Globalement, ils ont choisi la glorification
directe de la conquête, de ses bienfaits, de ses « apports » à
l’Algérie et à ses populations. Le parti-pris manifeste « gomme les Algériens » et , dans les meilleurs des cas , les cinéastes (tous ou
presque tous) « les utilisent en
produits sous-jacents pour des arrières –plans douteux »
Au départ, à l’époque où les techniques
cinématographiques étaient rudimentaires (et période durant laquelle les seules
salles étaient dans les villes et les quartiers européens et les publics étaient –quasi-totalement- les seuls français ) on a eu droit à des images
« tournés » sur le vif sur des sujets en apparence réalistes
mais aux reflets « exotiques ». En face d’une
« mère-patrie » noble et lissée, les autochtones sont saisis en
groupes, voilés, dans des rues délabrées au pied de murs fissurés...... Ainsi,
« L’Appel du Muezzin » est une « véritable caricature animée
soumettant son personnage aux lois d’une pesanteur déréglée », installant
l’islam « comme un capharnaüm de cultes barbares et insolites ».Objectif ,conscient ou non...soutenir le colonialisme en
quête de maintien de la société algérienne....
à faire évoluer !
Une parenthèse....celle de la Grande guerre
(14-18)...le système lâchant un peu de lest .Les images parlent de
« dévouement ». Les comportements racistes sont momentanément mis de
côté. ... La « chair à canon » - Les Indochinois, les Maghrébins, les
Africains - est « ménagée » et
leurs fêtes respectives sont célébrées avec faste et bruit....Tous ces hommes
ne sont plus des « sauvages » à libérer ,
mais des « hommes » venus libérer la République .

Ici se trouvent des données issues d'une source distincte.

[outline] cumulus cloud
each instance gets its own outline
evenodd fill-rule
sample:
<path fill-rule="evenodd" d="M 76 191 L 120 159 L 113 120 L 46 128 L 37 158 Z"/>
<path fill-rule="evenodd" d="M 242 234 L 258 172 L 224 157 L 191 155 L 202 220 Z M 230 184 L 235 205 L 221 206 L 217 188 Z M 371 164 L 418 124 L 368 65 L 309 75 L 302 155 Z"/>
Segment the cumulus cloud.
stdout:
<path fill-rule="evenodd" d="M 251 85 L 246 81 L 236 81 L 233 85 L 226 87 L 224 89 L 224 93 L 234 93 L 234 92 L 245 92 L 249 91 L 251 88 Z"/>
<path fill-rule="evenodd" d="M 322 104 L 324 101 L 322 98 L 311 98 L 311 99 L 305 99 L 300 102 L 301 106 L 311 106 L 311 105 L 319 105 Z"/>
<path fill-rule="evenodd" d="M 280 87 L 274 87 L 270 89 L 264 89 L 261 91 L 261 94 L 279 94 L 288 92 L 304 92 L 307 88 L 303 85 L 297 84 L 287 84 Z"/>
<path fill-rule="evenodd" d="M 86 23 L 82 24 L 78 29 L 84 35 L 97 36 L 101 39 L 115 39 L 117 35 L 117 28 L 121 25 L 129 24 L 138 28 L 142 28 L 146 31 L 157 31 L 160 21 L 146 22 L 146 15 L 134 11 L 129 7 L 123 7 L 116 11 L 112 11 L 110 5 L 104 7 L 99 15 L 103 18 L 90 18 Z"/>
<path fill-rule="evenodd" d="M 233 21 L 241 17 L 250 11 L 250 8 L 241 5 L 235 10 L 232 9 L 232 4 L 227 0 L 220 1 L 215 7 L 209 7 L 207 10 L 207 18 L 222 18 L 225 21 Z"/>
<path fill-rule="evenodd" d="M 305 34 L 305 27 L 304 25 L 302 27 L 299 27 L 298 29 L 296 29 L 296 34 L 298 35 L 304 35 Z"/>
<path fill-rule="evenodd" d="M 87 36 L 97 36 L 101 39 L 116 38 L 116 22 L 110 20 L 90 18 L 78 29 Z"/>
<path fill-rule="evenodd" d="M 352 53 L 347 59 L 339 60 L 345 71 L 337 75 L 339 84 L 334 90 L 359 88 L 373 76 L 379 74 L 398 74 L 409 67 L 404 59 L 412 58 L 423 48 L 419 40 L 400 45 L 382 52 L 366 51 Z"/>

Une (petite) parenthèse qui ne va pas
durer....Les « anciens combattants », les indigènes issus des colonies sont assez vite
renvoyés aux oubliettes. La fin de la guerre redynamise la production
cinématographique mais « elle n’éloigne pas pour autant les bobines des
voies faussées ». .L’image des Algériens exploitables revient au
galop ; et « les voilà affublés de nouveau de tous les maux de la
vie ». « Des hommes à histoires, un peuple sans Histoire ».
D’ailleurs, à
travers toute la production cinématographique, les Algérien(ne)s ne sont
que rarement associé(e)s....surtout comme figurant(e)s à la mine patibulaire ou
confiné(e)s dans des rôles de serviteurs, de guides, de chauffeurs,de
proxénètes et de bandits sans foi ni loi, de gibiers de potence , de
sauvages, de barbares, d’épouses asservies,de servantes, de femmes faciles partiellement
nues, de prostituées.... dans des contrées attardées. Bien sûr, on a eu Mohamed
Iguerbouchen (pour la musique de certains films),
Tahar Hannache, Himoud Brahimi, Ksentini Ahmed.....et
d’autres noms qui traversent
, tous et toutes, les génériques à grande vitesse. Des places de
faire-valoir...... comme les décors d’ailleurs, conçus pour la plupart de
l’autre côté de la mer, avec des raccords d’extérieurs, comme ceux de la
Casbah, filmés à Marseille et à
Sète.....défigurant ainsi les réalités.
Une telle démarche ne changera pas jusqu’à
l’indépendance du pays. On peut même affirmer que cela a été de mal en pis ,
« l’ image (bien lissée) supplantant l’histoire (en vérité
tragique) » (comme pour les massacres du
8 mai 1945), l’inimitié (ou la haine ou la rancune ......et il n’y a qu’à se référer au fameux article 4 de
la fameuse loi du 23 février 2005,
évoquant le « rôle positif de la présence française outre-mer »....et
attendre octobre 1999 pour que le
Parlement français reconnaisse
« l’état de guerre en Algérie » dans les années 50.....et le film
« J’ai huit ans » de Poliakoff et Le Masson, réalisé en 1961 n’a
obtenu son visa de diffusion......qu’en 1974 ) allant de mal en pis au fur et à
mesure de la montée en puissance et en actes (à partir de 54) de la résistance
et du déclenchement de la guerre de libération nationale . Les récits restent
enfermés dans leur histoire, sans se défaire de l’obsession colonialiste. Et,
alors que « la guerre fait rage, les images parlent de paix », les
conflits n’étant pas abordés ouvertement et l’attachement à la vision
colonialiste persistant pernicieusement . « L’Algérien
passe du sauvage à le hors-la –loi, de malfaiteur à criminel et de brigand à
terroriste » .
Peu d’exceptions. Il a fallu que des cinéastes (français comme René Vautier dès 49 à sa sortie de l’Idhec
–avec un film « Africa 50 », tout de suite
interdit et projeté publiquement seulement dans les années 90 - , Cécile Decugis,Pierre Clément, Yann le Masson et Olga Poliakoff,
Jacques Panijel ou Algériens comme Djamel Tchanderli et
.... un peu
Jean-Luc Godard avec « Le petit soldat », mettant en scène un
déserteur, tourné en en Suisse en 1960 et vite interdit de diffusion en
France .....) « prennent
le maquis » et filment la
réalité parfois en remontant le temps,
dévoilant ainsi les abominations du
colonialisme. Aujourd’hui encore,en
France, le « (beau) temps
colonial », à quelques rares exceptions près, reste encore dominant soit
au niveau des productions soit au niveau des débats.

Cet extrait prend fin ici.